When Rabbi David Kohn, the leader of the Toldos Aharon sect of Chasidim, spoke out a few years ago against religious violence via a Yiddish-language Torah exegesis of the story of Pinchas the zealot in the Book of Numbers, he quickly was condemned in placards posted around his neighborhood of Mea Shearim, in Jerusalem.
Other haredim don’t speak out because they see fights like the one in Beit Shemesh not as a battle between extremists and moderates but as part of a broader Israeli assault on haredi life led by the mainstream Israeli media.
“The source of the pollution is in halachah [Jewish law] itself,” former Knesset member Yossi Sarid wrote in a column published Dec. 30 in Israel’s daily Haaretz. Sarid called for the disqualification of haredi parties from the Knesset. On Haaretz’s English-language website, the article was titled “Orthodox Judaism treats women like filthy little things.”
Facing such hostility, some haredim say, why get involved at all?

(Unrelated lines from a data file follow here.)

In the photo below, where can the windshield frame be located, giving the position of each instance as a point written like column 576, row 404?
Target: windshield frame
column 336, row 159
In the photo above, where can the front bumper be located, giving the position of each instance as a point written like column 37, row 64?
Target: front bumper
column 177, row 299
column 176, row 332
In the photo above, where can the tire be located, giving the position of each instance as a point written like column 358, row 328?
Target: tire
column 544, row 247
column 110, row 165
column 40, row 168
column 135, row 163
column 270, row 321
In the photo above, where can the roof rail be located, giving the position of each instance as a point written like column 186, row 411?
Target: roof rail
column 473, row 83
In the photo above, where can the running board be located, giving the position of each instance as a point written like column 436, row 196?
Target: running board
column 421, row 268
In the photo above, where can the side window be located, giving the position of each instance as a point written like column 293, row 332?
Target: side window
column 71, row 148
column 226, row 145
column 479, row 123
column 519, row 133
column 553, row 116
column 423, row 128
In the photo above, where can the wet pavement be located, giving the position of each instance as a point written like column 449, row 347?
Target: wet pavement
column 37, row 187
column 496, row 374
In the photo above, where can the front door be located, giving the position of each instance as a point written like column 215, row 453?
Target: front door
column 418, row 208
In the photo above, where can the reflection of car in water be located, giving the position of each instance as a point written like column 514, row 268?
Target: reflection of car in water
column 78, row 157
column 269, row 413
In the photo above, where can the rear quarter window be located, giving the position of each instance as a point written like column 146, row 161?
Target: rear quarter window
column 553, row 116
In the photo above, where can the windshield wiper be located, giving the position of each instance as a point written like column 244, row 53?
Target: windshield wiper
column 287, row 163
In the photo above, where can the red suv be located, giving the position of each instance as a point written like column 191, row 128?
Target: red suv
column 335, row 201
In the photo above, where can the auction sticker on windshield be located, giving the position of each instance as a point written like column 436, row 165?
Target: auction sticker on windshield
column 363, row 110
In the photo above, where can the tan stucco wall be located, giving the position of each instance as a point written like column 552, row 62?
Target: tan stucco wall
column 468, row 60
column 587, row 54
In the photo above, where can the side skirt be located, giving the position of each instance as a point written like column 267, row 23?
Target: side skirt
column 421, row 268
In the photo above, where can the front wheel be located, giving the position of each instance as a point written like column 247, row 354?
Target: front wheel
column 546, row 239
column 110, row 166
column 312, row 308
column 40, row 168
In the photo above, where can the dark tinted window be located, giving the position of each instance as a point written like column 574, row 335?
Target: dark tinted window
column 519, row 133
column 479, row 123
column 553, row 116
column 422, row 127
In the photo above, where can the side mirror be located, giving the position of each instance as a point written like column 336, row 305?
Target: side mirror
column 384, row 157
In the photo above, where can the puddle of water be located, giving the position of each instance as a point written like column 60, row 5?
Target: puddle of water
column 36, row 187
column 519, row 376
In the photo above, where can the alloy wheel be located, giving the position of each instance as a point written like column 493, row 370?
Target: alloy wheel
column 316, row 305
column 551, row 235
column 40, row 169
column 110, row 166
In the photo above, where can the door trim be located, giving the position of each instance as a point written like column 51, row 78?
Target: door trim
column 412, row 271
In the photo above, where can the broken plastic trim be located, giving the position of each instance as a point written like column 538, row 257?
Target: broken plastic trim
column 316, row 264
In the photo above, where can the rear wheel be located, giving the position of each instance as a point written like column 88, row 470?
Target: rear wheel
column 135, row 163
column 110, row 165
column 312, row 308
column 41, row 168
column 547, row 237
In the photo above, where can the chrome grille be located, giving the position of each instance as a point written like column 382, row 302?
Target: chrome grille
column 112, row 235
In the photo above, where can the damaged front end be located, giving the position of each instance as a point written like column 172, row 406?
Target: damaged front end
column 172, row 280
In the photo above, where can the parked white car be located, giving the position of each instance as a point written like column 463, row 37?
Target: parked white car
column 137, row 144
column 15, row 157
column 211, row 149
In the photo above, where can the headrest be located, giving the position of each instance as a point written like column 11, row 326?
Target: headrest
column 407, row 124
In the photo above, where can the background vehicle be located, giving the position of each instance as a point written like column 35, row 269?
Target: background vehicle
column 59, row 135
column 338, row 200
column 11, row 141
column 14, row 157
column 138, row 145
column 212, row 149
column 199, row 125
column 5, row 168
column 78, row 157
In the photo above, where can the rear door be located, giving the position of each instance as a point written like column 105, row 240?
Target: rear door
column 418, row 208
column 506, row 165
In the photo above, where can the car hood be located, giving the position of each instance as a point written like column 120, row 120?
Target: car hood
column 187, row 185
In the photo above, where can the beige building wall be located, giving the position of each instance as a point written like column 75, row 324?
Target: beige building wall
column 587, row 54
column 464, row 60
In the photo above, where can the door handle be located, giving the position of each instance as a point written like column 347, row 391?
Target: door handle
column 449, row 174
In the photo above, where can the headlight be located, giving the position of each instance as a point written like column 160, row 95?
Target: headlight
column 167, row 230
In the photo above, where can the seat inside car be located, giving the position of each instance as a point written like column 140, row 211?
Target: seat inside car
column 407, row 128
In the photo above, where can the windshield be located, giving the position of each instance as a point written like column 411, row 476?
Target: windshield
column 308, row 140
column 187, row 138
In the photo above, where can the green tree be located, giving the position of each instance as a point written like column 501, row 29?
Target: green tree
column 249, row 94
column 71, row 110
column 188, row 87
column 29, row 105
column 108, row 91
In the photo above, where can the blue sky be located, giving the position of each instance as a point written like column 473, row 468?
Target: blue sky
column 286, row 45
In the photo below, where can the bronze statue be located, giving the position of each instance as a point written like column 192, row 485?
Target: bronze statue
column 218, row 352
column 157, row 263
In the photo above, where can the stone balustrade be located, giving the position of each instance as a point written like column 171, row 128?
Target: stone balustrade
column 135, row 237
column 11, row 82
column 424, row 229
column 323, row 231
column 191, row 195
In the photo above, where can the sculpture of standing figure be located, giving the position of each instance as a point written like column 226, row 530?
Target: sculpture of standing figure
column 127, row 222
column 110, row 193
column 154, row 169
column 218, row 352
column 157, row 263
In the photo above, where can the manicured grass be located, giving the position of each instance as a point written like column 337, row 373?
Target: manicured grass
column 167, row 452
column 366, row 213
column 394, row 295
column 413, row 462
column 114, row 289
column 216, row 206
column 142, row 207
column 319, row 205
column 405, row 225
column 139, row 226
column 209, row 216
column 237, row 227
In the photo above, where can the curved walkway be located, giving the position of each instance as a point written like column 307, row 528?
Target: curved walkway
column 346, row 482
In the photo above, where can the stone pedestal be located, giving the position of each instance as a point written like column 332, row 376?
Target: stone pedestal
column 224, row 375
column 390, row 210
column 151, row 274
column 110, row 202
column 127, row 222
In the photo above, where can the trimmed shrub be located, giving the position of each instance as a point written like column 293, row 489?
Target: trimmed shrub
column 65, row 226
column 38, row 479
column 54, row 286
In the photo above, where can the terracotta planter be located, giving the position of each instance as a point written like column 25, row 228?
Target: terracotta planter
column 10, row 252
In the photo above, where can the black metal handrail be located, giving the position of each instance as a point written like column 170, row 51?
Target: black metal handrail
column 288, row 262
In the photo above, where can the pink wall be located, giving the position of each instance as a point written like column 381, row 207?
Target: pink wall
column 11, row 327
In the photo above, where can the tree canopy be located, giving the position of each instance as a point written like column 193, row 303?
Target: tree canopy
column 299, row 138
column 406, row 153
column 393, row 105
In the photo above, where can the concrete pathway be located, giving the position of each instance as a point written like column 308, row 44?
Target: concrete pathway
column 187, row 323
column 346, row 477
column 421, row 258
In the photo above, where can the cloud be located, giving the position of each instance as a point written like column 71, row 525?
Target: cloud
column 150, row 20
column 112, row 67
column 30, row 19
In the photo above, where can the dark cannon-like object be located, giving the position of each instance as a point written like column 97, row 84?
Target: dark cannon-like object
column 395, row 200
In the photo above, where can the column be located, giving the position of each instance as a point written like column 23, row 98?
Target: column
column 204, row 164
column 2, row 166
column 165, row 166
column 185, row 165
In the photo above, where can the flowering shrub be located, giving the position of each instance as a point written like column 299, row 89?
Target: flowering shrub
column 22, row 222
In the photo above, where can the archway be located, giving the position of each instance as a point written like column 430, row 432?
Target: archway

And then there is the large segment of haredim who see themselves as totally apart from the haredim perpetrating the violence. Their attitude is that if it’s not their community members, it’s not their business and they don’t need to get involved.
While to an outsider all haredim may look alike — with their black coats, hats and beards — the haredi community is as fractured as the Jewish community as a whole. In Israel, the haredi community is divided between Ashkenazi and Sephardic, Chasidic and non-Chasidic, moderates and extremists. Within the Chasidic community, too, there are multiple sects — and sometimes even competing grand rebbes within the same sect.
But in a world seen by outsiders as monolithic, all haredim inevitably are associated with the extremism of a few, and haredi silence is seen as affirmation of haredi bad behavior.
It’s something that may irk haredim who are engaged with the outside world, but it doesn’t seem to matter much to haredim who aren’t.
That nonchalance is alien to the non-haredi Jewish world, where organizations and leaders go out of their way to denounce ideas, people or actions they find distasteful. That goes for everything from terrorist attacks to the bombing of churches in Nigeria, which at least four Jewish groups issued statements condemning this week.
When the main haredi umbrella organization in America issued its statement this week condemning the violence, it also took a shot at those denigrating haredim in general.
“Those who have taken pains to note that the small group of misguided individuals who have engaged in this conduct are not representative of the larger charedi community are to be commended,” the Agudath Israel of America said in its statement. “It is disturbing, though, that some Israeli politicians and secularists have been less responsible, portraying the actions of a very few as indicative of the feelings of the many. Quite the contrary, the extremist element is odious to, and rejected by, the vast majority of charedi Jews.”
Until haredim take to their synagogue lecterns, the airwaves or the streets, however, that’s a message that’s unlikely to be heard by the Jewish public.
To be sure, there were a few haredim who joined the Dec. 27 demonstration in Beit Shemesh against the violence. Some were members of a new local haredi party called Tov (Hebrew for “good”) whose platform espouses moderation and open-mindedness.
“It was a very hard decision” because many of the protesters were engaged in anti-haredi sloganeering, explained Stern, the haredi attorney from Beit Shemesh, who is a leading Tov activist. “There were signs at the rally saying ‘Haredim leave Beit Shemesh.’”
Nevertheless, he said, it was important to make a public statement.
“There are rabbis in the haredi world who believe in violence as part of a religious duty,” Stern said, “but they are not a large group of people.”